If you have what is deemed to be high LDL cholesterol levels, it’s likely that you will have been prescribed statins by your GP in order to drop those levels back down.  The problem with statins is that they don’t treat the underlying cause and only succeed in masking the symptoms you are experiencing, as well as coming with a whole variety of nasty side effects such as liver damage, increased BSL resulting in risk of diabetes II, and muscle pain and weakness.  Studies have shown that “statins may be causative in coronary artery calcification and can function as mitochondrial toxins that impair muscle function in the heart and blood vessels through the depletion of CoQ10 and haem A and thereby ATP generation. Statins inhibit the synthesis of vitamin K2, the cofactor for matrix Gla-protein activation, which in turn protects arteries from calcification. Statins inhibit the biosynthesis of selenium containing proteins, one of which is glutathione peroxidase serving to suppress per oxidative stress.”  But aren’t these the very things statins are trying to prevent?

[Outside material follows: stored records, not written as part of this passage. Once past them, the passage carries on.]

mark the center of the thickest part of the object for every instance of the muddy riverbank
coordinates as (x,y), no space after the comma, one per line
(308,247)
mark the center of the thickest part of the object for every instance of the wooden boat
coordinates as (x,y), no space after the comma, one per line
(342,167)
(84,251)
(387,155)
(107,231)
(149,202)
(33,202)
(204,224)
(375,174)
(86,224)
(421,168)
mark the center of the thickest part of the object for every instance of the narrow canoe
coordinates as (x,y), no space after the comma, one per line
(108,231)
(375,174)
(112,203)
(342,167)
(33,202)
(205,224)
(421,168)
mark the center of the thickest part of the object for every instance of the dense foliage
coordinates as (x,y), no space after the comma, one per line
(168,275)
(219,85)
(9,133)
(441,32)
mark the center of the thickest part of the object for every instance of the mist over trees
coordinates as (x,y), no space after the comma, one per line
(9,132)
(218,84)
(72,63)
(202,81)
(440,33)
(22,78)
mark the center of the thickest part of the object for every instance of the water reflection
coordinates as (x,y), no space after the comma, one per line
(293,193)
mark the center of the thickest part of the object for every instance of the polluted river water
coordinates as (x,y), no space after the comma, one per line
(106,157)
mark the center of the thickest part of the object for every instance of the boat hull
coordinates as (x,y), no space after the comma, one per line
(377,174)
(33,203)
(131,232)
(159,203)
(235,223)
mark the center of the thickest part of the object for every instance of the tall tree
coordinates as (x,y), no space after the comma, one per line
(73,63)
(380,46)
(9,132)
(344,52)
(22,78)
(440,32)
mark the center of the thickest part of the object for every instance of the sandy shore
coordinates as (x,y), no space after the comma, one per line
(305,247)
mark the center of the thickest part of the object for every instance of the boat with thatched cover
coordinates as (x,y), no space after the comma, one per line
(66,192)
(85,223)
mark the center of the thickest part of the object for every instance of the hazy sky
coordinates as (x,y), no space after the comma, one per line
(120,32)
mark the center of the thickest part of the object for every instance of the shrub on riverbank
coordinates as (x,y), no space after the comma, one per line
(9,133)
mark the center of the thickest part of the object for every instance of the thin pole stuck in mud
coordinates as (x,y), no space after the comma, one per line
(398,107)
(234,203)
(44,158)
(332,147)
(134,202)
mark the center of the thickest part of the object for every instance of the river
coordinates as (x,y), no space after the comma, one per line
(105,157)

There are literally thousands of in vitro clinical trials surrounding the safety and efficacy of statins, so how have they got it so wrong?  There is no contest that these studies have consistently demonstrated their ability to effectively reduce LDL, but what the study above has established (and the others have failed to examine) is that statins also deplete CoQ10.   This may not seem like a big deal until you realise that low levels of CoQ10 have been attributed to increased risk of HEART DISEASE, CARDIOVASCULAR DISEASE, brain disorders, diabetes and cancer.  I’ll let that sit with you for a moment.

So if we take into account the fact that LDL isn’t the problem and we’re also depleting CoQ10 stores, what does this mean for our health?  In a nutshell, we are creating an environment that is perfect for the development of CVD, not the prevention!  Is it any wonder that those who experience benefits from taking statins are in the minority?

In keeping with the proven Hippocratic principle of “let food be thy medicine and medicine be thy food”, a variety of published studies demonstrate that dietary changes are significantly more likely to reduce your risk of cardiovascular disease than statins.

So next time you’re prescribed any kind of medication, I’d encourage you to take the time to examine the research and and seek a second opinion. Pharmaceuticals aren’t the devil and definitely have their place, but they’re often not the miracles they’re purported to be and may not be the best option for you.

If you have questions about your health, book in to see your natural health practitioner.  Prevention is always better than the cure, and your health is the most valuable thing you have.